During a symposium which reunited the youngsters and professionals involved, I chose to share a very personal field note. There, I narrated my feelings when seeing the theatre production. I shared how these were rooted in my own background and story and how, departing from these emotions, I had started making sense of the experiences that were conveyed in the play. This exercise felt extremely vulnerable, but was very warmly welcomed by participants. The responses and reactions that I got from research participants to my own ‘performance’ – which could nearly be seen as a form of experiential theatre itself – became some of the most insightful pieces of my research material.
‘Cycles of interpretation’
Returning to my isolated desk, in the time of the COVID-19 crisis. I am glad to be able to listen to the recorded voices of my research participants. I enjoy their sound and the memories of our gatherings, in a time in which confinement has made care free being together a chimera. I am also somehow grateful for this unusual time I can spend on writing.
However, in absence of this crisis, today I would be meeting several of the people that I am listening to in a workshop organised by the social work professionals. Their mere presence, the physical encounter between us, would keep shaping our relation, and our shared imagination about the research topic.
Since, as Medina (2013) describes, ‘perspectives afforded by our social positionality’ establish ‘an intimate connection between our sensibilities and our cognitive potential’, intimate encounters between people with different positionalities shape our epistemic sensitivities, through which we discover both ourselves and ‘the other’ (Medina 2013, p 17).
In earlier work, I described a co-creative methodology of analysis, in which sharing interpretations of data with participants prompts reflective dialogues between participants from different positions and researchers, which creates new interpretations (Ponzoni 2015). These ‘cycles of interpretation’, as I called them, furthered both the knowledge of participants, as well as my own.

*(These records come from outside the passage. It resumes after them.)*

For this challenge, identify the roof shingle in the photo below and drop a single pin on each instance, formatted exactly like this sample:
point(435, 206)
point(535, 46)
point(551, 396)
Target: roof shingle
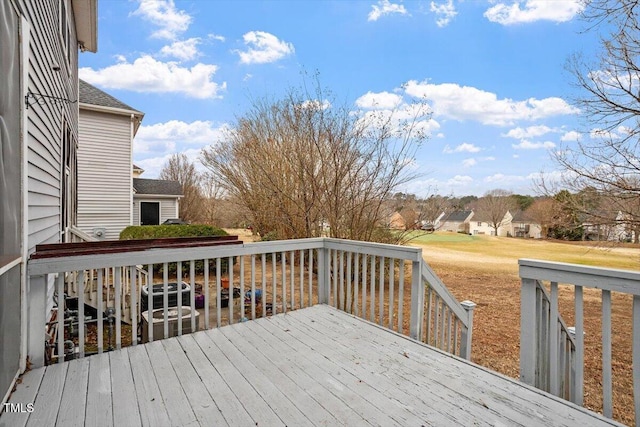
point(92, 95)
point(157, 186)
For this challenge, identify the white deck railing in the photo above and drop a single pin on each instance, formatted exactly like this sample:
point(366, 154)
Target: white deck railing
point(550, 358)
point(369, 280)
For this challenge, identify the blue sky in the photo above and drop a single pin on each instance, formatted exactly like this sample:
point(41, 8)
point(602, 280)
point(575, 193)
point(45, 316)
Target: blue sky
point(492, 73)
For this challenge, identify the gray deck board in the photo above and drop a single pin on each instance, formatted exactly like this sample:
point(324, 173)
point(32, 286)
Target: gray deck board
point(99, 407)
point(47, 403)
point(74, 395)
point(228, 404)
point(258, 409)
point(123, 392)
point(25, 393)
point(174, 398)
point(202, 404)
point(153, 410)
point(289, 387)
point(264, 386)
point(317, 366)
point(299, 370)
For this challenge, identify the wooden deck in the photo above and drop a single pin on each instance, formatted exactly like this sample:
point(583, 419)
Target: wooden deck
point(315, 366)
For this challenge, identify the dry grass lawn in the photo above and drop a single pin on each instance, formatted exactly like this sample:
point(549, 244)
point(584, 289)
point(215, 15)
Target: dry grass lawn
point(485, 270)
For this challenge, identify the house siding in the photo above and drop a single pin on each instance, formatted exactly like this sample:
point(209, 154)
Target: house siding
point(104, 171)
point(45, 121)
point(168, 208)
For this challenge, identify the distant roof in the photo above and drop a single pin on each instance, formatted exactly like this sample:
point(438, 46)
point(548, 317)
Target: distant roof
point(92, 95)
point(157, 186)
point(459, 216)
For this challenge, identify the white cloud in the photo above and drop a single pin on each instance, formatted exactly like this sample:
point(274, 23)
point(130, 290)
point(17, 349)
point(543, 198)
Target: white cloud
point(263, 48)
point(506, 179)
point(146, 74)
point(469, 103)
point(465, 147)
point(315, 104)
point(459, 180)
point(216, 37)
point(163, 13)
point(534, 10)
point(445, 12)
point(570, 136)
point(184, 50)
point(417, 116)
point(528, 145)
point(384, 7)
point(153, 165)
point(381, 100)
point(620, 132)
point(151, 138)
point(467, 163)
point(529, 132)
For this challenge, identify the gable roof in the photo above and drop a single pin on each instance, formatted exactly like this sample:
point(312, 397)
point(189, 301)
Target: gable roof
point(86, 20)
point(457, 216)
point(91, 95)
point(157, 187)
point(484, 216)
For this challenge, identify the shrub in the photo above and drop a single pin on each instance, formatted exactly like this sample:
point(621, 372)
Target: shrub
point(160, 231)
point(168, 231)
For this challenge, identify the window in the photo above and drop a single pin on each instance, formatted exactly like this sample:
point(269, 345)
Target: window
point(10, 140)
point(65, 32)
point(149, 213)
point(69, 189)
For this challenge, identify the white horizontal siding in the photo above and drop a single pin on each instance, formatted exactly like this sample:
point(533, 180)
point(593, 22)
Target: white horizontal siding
point(168, 208)
point(45, 119)
point(104, 173)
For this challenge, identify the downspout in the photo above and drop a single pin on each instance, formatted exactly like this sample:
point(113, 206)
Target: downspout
point(131, 132)
point(24, 184)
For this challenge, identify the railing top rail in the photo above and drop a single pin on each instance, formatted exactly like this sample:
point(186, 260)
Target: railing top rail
point(443, 292)
point(378, 249)
point(86, 261)
point(563, 325)
point(626, 281)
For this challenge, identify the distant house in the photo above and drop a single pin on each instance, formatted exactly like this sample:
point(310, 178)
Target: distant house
point(106, 131)
point(523, 226)
point(41, 42)
point(397, 222)
point(155, 201)
point(457, 221)
point(482, 224)
point(606, 226)
point(111, 194)
point(433, 224)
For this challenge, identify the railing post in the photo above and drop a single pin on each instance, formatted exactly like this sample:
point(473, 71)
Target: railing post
point(417, 301)
point(635, 355)
point(37, 306)
point(323, 275)
point(527, 331)
point(467, 333)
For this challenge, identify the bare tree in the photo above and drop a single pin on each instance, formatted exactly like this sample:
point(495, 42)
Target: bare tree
point(544, 211)
point(300, 163)
point(180, 168)
point(495, 204)
point(430, 210)
point(607, 161)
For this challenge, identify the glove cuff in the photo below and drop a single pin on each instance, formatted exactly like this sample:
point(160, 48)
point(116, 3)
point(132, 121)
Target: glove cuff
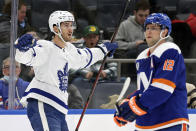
point(119, 122)
point(136, 107)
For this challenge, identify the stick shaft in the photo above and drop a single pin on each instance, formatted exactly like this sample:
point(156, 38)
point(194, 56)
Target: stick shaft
point(101, 68)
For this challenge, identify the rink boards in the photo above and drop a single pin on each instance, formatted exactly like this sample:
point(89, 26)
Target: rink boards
point(94, 119)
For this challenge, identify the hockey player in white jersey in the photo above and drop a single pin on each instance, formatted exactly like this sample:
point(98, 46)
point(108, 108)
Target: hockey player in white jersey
point(46, 96)
point(160, 101)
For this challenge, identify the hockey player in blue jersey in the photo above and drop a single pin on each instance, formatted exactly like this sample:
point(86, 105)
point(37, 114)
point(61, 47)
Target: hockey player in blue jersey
point(160, 103)
point(46, 96)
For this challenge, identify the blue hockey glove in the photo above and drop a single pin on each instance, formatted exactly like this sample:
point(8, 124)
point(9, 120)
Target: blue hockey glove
point(25, 42)
point(111, 47)
point(130, 109)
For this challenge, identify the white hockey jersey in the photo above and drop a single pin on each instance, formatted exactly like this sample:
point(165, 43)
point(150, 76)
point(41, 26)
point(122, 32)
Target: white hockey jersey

Research in a time of caring
Through the project Engaged Scholarship and Narratives of Change I would like to explore further how emotional and personal connections can contribute to create shared reflective spaces which are both ‘safe’ and ‘daring’. The story of ‘Sarah’ (Ghorashi and Ponzoni 2014), which became exemplary of the narratives of change that we hope to uncover in this project, was born in exactly such a space.
The ability to establish open, vulnerable and also caring relationships might be an important condition for these spaces to come into existence.
In that sense, the present crisis might also contribute to creating different kinds of dialogues that, while distanced, are centred on empathy, caring and on a shared sense of vulnerability.
Arendt, H. (2004) Philosophy and Politics. Social Research: An international Quarterly, 71(3), pp 427-454
Ghorashi, H., & Ponzoni, E. (2014). Reviving agency: Taking time and making space for rethinking diversity and inclusion. European Journal of Social Work, 17(2), 161-174.
Fraser, M. and N. Puwar (2008). ‘Introduction: intimacy in research’, History of the Human Sciences, 21, pp. 1–16.
Medina, J. (2013). The epistemology of resistance: Gender and racial oppression, epistemic injustice, and the social imagination. Oxford University Press.
Ponzoni, E. (2016). Windows of understanding: broadening access to knowledge production through participatory action research. Qualitative Research, 16(5), 557-574.